6）從頻繁項(xiàng)集中挖掘關(guān)聯(lián)規(guī)則浇雹，篩選滿足最小置信度的關(guān)聯(lián)規(guī)則沉御，計(jì)算支持度和置信度。

在這里我最小支持度（頻數(shù)）設(shè)置為50昭灵，最小置信度設(shè)置為0.3吠裆，代碼如下：

# -*- coding: utf-8 -*-
import numpy as np
import pandas as pd
from sqlalchemy import create_engine
import itertools            # itertools用于高效循環(huán)的迭代函數(shù)集合
import sys,time
sys.path.append(r"D:\關(guān)聯(lián)分析\關(guān)聯(lián)分析2") # 調(diào)包失敗時(shí)伐谈，把包所在路徑添加到系統(tǒng)路徑中
import fp_growth as fpg     # 導(dǎo)入fp-growth算法

start =time.time()

def convertData(data):
    """數(shù)據(jù)轉(zhuǎn)換為同一單號(hào)包含多個(gè)商品的列表"""
    # 關(guān)聯(lián)規(guī)則中不考慮多次購(gòu)買(mǎi)同一件物品，刪除重復(fù)數(shù)據(jù)
    data = data.drop_duplicates()
    # 初始化列表
    itemSets = []
    it_list = []
    # 分組聚合试疙，同一用戶(hù)購(gòu)買(mǎi)多種商品的合并為一條數(shù)據(jù)诵棵，只有1件商品的沒(méi)有意義，需要進(jìn)行過(guò)濾
    groups = data.groupby(by=['user_id'])
    for group in groups:
        if len(group[1]) >= 2:
            itemSets.append(group[1]['item_id'].tolist())
    return itemSets

def generate_association_rules(patterns, total, min_confidence):
    """
    生成關(guān)聯(lián)規(guī)則祝旷，計(jì)算支持度履澳、置信度和提升度
    """
    antecedent_list = []
    consequent_list = []
    
    support_list = []
    confidence_list = []
    lift_list = []
    
    count_antecedent = []
    p_antecedent = []
    count_consequent = []
    p_consequent = []
    count_ant_con = []

    for itemset in patterns.keys():
        upper_support = patterns[itemset]   # A & B
 
        for i in range(1, len(itemset)):
            for antecedent in itertools.combinations(itemset, i):   
                """
                itertools.combinations()用于創(chuàng)建一個(gè)迭代器，
                返回iterable中所有長(zhǎng)度為r的子序列怀跛，
                返回的子序列中的項(xiàng)按輸入iterable中的順序排序
                """
                antecedent = tuple(sorted(antecedent))
                consequent = tuple(sorted(set(itemset) - set(antecedent)))
 
                if antecedent in patterns:
                    lower_support = patterns[antecedent]              # A
                    consequent_support = patterns[consequent]         # B
                    p_lower_support = lower_support / total           # P（A）
                    p_consequent_support = consequent_support / total # P（B）
                    support = round(float(upper_support) / total, 6)  # 支持度Support = P（A & B）
                    confidence = float(upper_support) / lower_support # 置信度Confidence = P（A & B）/ P(A)
                    lift = confidence / p_consequent_support          # 提升度Lift = ( P（A & B）/ P(A) ) / P(B) = P（A & B）/ P(A) / P(B)
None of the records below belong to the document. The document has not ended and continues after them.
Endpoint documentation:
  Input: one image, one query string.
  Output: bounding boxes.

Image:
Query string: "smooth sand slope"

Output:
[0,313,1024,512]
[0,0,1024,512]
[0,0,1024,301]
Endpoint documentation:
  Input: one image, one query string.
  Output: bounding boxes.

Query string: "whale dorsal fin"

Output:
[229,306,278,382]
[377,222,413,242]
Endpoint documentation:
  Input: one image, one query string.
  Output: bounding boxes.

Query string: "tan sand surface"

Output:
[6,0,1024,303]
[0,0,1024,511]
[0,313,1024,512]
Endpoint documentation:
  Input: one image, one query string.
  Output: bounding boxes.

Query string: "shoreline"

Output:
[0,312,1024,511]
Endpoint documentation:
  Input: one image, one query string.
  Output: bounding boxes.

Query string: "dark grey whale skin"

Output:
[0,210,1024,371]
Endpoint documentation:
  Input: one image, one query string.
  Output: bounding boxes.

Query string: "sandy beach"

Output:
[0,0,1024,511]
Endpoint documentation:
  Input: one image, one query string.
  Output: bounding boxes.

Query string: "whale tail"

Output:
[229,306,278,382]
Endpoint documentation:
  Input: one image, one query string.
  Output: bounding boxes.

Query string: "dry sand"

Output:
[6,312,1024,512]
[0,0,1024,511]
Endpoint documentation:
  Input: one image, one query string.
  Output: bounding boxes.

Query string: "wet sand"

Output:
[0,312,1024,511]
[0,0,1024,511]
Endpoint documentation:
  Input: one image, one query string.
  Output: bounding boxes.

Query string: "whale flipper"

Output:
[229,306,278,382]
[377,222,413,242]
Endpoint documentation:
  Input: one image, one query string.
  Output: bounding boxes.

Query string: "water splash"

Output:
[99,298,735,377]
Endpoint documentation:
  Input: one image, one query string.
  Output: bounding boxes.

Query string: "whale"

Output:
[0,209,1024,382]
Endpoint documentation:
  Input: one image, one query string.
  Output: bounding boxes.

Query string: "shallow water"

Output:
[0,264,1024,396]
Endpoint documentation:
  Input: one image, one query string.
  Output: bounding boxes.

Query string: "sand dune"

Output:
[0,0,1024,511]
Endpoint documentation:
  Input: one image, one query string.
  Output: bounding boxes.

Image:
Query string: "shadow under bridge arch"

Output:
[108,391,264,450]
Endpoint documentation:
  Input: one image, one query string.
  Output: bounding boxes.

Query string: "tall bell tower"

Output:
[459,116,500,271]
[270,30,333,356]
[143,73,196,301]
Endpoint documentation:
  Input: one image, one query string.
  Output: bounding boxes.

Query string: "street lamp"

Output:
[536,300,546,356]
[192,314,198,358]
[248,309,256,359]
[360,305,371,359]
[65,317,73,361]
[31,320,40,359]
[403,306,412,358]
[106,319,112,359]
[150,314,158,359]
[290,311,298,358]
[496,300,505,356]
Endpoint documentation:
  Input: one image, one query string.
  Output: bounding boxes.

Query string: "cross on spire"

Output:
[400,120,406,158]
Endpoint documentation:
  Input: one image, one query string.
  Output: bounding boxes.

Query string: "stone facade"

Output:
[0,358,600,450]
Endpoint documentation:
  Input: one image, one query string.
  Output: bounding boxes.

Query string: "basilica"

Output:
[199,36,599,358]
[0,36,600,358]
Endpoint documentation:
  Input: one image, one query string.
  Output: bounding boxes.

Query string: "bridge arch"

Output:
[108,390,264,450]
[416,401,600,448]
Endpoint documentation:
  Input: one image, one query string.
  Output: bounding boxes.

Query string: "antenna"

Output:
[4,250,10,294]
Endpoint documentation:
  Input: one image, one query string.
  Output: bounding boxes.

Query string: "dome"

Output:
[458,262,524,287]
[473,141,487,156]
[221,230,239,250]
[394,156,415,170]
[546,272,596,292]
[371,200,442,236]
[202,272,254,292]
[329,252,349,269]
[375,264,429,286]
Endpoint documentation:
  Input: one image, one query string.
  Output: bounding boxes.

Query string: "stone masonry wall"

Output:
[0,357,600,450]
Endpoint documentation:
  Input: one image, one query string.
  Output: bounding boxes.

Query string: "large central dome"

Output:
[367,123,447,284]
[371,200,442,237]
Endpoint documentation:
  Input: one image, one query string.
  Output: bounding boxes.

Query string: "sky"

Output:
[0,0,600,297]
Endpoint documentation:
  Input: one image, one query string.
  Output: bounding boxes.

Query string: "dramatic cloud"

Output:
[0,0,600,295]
                    if confidence >= min_confidence:   
                        antecedent_list.append(list(antecedent))
                        consequent_list.append(list(consequent))
                        support_list.append(support)
                        confidence_list.append(confidence)
                        lift_list.append(lift)
                        
                        count_antecedent.append(lower_support)       # count(A)
                        p_antecedent.append(p_lower_support)         # P（A）
                        count_consequent.append(consequent_support)  # count(B)
                        p_consequent.append(p_consequent_support)    # P（B）
                        count_ant_con.append(upper_support)          # count(AB)

    rules_col = {'antecedent':antecedent_list,
                 'consequent':consequent_list,
                 'count_antecedent':count_antecedent,
                 'antecedent_support':p_antecedent,
                 'count_consequent':count_consequent,
                 'consequent_support':p_consequent,
                 'count_ant_con':count_ant_con,
                 'support':support_list,
                 'confidence':confidence_list,
                 'lift':lift_list}

    rules = pd.DataFrame(rules_col)
#    col = ['antecedent','consequent','count_antecedent','antecedent_support',
#           'count_consequent','consequent_support','count_ant_con','support',
#           'confidence','lift']
    col = ['antecedent','consequent','support','confidence','lift']
    rules = rules[col]
    rules.sort_values(by=['support','confidence'],ascending=False,inplace=True)
    return rules



if __name__ == '__main__':
    
    # 導(dǎo)入數(shù)據(jù)
    data = pd.read_csv(r'D:\關(guān)聯(lián)分析\關(guān)聯(lián)分析2\tianchi_mobile_recommend_train_user.zip',encoding='ansi')
    data = data[['user_id','item_id']]

    # 轉(zhuǎn)換數(shù)據(jù)
    dataset = convertData(data)
    total = len(dataset)
    print('總訂單數(shù)：',total)

    '''
    find_frequent_itemsets()調(diào)用函數(shù)生成頻繁項(xiàng)集和頻數(shù)
    minimum_support表示設(shè)置最小支持度（頻數(shù)）距贷，即頻數(shù)大于等于minimum_support，保存此頻繁項(xiàng)敌完，否則刪除
    include_support表示返回結(jié)果是否包含支持度（頻數(shù)）储耐，若include_support=True羊初，返回結(jié)果中包含itemset和support滨溉，否則只返回itemset
    '''
    frequent_itemsets = fpg.find_frequent_itemsets(dataset, minimum_support=50, include_support=True)

    result = []
    for itemset, support in frequent_itemsets:    # 將generator結(jié)果存入list
        result.append((itemset, support))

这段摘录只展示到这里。